HONG KONG -- The waving of American and British national flags by Hong Kong protesters has repeatedly outraged Chinese state media during demonstrations against the city's government in recent months.
But while hoping for official U.S. and U.K. support, the demonstrators themselves have found more inspiration by looking north to South Korea.
"South Korea is the pioneer when it comes to democracy in Asia," said Thomas, a University of Hong Kong student active in front-line protests who declined to give his full name out of concern for his possible arrest.
The demonstrators, he said, have studied tactics used by South Korean farmers when they clashed with Hong Kong police in December 2005 while protesting outside a World Trade Organization ministerial meeting in the city. One copied technique involves building road blocks out of the metal street fencing that lines Hong Kong's streets.
Until the protests, Korean pop culture was a much bigger element of the everyday life of most Hongkongers but now it is South Korea's protest culture that has captured imaginations.
At a June 15 rally in downtown Hong Kong, a group of middle-aged residents sang a Cantonese version of "March for the Beloved," a song recognized as the de facto anthem of the 1980 Gwangju uprising against South Korea's then-military government. In a tweet in October, Joshua Wong, the city's most prominent young activist, paired photos of protesters getting arrested in Gwangju in 1980 with recent shots from Hong Kong.
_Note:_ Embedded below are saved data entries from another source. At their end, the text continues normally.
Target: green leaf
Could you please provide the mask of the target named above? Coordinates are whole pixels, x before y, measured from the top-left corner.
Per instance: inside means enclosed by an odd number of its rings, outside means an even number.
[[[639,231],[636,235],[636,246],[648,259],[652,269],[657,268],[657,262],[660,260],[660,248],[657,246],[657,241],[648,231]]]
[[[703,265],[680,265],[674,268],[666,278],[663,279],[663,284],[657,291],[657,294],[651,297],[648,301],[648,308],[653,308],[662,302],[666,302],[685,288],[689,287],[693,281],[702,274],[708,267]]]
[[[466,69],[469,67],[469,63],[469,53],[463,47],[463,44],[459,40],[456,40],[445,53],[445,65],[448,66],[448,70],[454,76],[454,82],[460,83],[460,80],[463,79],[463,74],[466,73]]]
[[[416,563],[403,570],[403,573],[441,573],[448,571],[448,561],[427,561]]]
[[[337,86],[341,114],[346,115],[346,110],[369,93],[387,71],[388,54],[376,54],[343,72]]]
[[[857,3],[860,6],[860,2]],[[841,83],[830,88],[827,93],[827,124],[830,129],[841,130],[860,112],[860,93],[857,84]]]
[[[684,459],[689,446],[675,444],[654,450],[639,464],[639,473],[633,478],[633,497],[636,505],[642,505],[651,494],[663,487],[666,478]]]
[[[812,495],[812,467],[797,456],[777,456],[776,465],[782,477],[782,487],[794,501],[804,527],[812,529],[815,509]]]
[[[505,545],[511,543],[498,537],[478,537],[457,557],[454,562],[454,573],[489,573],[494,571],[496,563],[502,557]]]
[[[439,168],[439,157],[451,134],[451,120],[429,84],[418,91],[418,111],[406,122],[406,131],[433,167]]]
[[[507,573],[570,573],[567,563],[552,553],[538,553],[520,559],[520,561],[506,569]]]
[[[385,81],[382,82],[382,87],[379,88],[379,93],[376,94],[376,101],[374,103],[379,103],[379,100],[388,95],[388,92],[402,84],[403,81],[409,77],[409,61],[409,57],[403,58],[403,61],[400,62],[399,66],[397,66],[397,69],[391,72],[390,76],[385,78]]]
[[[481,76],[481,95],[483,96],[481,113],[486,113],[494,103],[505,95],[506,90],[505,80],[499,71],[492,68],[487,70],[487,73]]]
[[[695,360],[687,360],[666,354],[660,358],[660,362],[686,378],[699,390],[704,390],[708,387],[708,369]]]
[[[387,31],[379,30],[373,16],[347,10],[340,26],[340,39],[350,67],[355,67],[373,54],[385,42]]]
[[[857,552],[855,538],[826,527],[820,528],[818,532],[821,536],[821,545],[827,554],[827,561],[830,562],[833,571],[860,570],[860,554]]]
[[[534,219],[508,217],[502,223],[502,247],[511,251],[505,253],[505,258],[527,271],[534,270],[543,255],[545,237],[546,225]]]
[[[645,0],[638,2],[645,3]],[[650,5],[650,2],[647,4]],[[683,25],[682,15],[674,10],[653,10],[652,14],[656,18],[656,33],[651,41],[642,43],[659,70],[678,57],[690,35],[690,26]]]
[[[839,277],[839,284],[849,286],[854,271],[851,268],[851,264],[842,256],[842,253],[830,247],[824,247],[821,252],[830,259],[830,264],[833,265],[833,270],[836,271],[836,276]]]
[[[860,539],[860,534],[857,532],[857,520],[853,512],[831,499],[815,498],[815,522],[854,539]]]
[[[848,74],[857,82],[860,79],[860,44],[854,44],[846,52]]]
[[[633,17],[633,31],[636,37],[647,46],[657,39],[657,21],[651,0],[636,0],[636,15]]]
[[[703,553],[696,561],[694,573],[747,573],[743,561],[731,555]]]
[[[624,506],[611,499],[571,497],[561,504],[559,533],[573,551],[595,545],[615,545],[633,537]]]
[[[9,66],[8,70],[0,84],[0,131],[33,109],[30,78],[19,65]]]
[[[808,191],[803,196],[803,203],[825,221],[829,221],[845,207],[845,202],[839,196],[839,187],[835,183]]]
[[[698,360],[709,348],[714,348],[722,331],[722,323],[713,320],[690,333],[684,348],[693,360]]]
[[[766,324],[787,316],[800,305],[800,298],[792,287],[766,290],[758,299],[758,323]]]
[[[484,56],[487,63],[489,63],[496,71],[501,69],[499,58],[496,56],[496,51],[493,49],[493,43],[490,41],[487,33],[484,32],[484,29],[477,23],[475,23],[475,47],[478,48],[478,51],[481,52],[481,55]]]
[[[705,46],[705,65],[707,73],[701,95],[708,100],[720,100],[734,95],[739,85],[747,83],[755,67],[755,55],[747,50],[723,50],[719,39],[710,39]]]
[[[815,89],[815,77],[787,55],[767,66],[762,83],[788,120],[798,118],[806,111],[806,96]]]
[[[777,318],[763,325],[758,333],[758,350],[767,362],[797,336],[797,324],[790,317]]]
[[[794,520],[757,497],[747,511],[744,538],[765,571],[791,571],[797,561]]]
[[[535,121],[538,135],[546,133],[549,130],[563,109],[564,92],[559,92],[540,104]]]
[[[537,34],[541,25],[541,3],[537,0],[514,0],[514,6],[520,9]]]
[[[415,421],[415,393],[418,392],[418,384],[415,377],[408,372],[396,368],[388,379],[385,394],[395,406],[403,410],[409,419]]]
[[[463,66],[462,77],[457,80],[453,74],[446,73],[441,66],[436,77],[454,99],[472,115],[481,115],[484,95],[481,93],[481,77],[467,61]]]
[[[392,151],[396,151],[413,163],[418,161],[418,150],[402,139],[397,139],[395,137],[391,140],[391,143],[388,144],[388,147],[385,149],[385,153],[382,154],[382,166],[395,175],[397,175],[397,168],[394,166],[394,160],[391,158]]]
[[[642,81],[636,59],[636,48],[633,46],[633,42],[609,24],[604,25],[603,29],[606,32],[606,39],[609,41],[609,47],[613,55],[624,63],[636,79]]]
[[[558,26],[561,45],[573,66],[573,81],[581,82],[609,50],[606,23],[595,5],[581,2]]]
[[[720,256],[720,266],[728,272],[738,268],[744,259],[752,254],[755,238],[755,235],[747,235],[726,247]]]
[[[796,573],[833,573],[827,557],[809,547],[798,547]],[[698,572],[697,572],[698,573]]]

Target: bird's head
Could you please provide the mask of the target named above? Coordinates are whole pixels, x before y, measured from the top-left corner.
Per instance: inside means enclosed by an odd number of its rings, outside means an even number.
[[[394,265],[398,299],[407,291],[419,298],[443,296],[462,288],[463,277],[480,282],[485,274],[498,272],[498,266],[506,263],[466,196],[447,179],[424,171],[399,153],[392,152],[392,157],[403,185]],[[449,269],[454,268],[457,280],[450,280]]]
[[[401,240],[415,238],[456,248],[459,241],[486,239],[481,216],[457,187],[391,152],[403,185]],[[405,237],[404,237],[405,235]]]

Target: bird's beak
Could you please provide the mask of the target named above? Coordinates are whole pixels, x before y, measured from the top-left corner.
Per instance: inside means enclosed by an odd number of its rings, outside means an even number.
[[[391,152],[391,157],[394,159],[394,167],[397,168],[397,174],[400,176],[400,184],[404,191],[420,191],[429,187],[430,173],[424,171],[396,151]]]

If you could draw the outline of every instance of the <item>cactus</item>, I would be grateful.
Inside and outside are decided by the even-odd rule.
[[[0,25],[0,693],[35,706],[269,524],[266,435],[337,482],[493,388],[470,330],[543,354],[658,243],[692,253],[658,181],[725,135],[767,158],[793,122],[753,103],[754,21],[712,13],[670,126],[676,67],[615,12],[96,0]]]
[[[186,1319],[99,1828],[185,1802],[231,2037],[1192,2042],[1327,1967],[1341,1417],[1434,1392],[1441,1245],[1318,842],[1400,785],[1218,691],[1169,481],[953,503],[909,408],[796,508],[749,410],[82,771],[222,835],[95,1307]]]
Recent South Korean movies about the country's long democratization struggle are getting fresh showings, especially the 2017 films "A Taxi Driver" and "1987: When the Day Comes."
In "A Taxi Driver," a South Korean cabbie risks his life driving a German photojournalist who is covering the Gwangju unrest. The film has inspired some Hong Kong taxi drivers to give free rides to protesters fleeing late-night clashes with police, according to an account published by the South China Morning Post.
"Hongkongers see parallels between the scenes of these films and their own struggle for democracy," said Steve Chung, assistant lecturer in Korean studies at Chinese University of Hong Kong, who said his local students look for ideas from episodes in South Korea's democratization movement because they see those protesters as "aggressive, resilient (and) ultimately successful."
"Like South Korea in the 1980s, protesters in Hong Kong have to deal with brutality from state forces, and students are the main drivers of the protests," he added. "When the front-line protesters are feeling helpless with the situation in Hong Kong, especially with regard to (the Chinese Communist Party) and [Chief Executive] Carrie Lam, they find hope in South Korea."
The South Korean media and public are also giving far more attention to the protests than they usually would to events in Hong Kong. The country's four main TV networks, for instance, all reported live from the scene of a rally in downtown Hong Kong one day in August. And on a recent day in November, four of the top 10 trending articles on Naver, South Korea's biggest online portal, related to the protests.
Some South Koreans are publicly showing their support for the Hong Kong protesters. At a rally in Seoul in August of the right-wing Our Republican Party, the demonstrators were described as "resistance against the Chinese Communist Party."
Actor Kim Eui-sung, known for his role in the thriller "Train to Busan," generated excitement when he attended a protest in Hong Kong in September, remarking that it "brought back memories of Gwangju." And on Oct. 4, 65 South Korean civic groups held a support event in Seoul, shouting slogans such as "Liberate Hong Kong, Revolution of Our Times" in Korean and Cantonese.
"I think South Koreans are quick to support the Hong Kong protests because of our ingrained dislike for socialism," said Park Ki-jun, a retired civil servant in Seoul who closely follows news of the demonstrations but has not attended rallies.
"Our netizens are a scary force. If a journalist shows anything besides unconditional support for the protesters, he or she will get grilled online," he added, shrugging off the trend toward increasing violence around the demonstrations. "For most of us, it is only natural that the Hong Kong protesters would attack policemen obstructing their path," he said.
Despite widespread sympathy from the public, South Korean President Moon Jae-in, a veteran of the country's democracy movement, has not publicly commented about the protests. This might be out of concern for retaliation by China, one of his country's most important trade partners.
Already some South Korean celebrities, like peers elsewhere, have come under attack from Chinese internet users over their perceived backing of the demonstrators. For example, singer Choi Siwon of the band Super Junior was forced in late November to issue a public apology after his "liking" of a newspaper's posted link to an interview with a protester triggered an outcry from China.
South Korean universities meanwhile have recently seen confrontations between Chinese students, backed by the country's diplomats, and Korean supporters of the protests. Local police have said they are considering charging a number of Chinese students for vandalism in relation to incidents where they damaged or destroyed pro-protest banners.
Such incidents have made clear to South Koreans that Hong Kong protesters are facing mighty challenges in advancing their democratization struggle.
"Our people just had to topple one man," said Park, the Seoul retiree, referring to military strongman Chun Doo-hwan. "But Hongkongers have to contend with the giant that is China."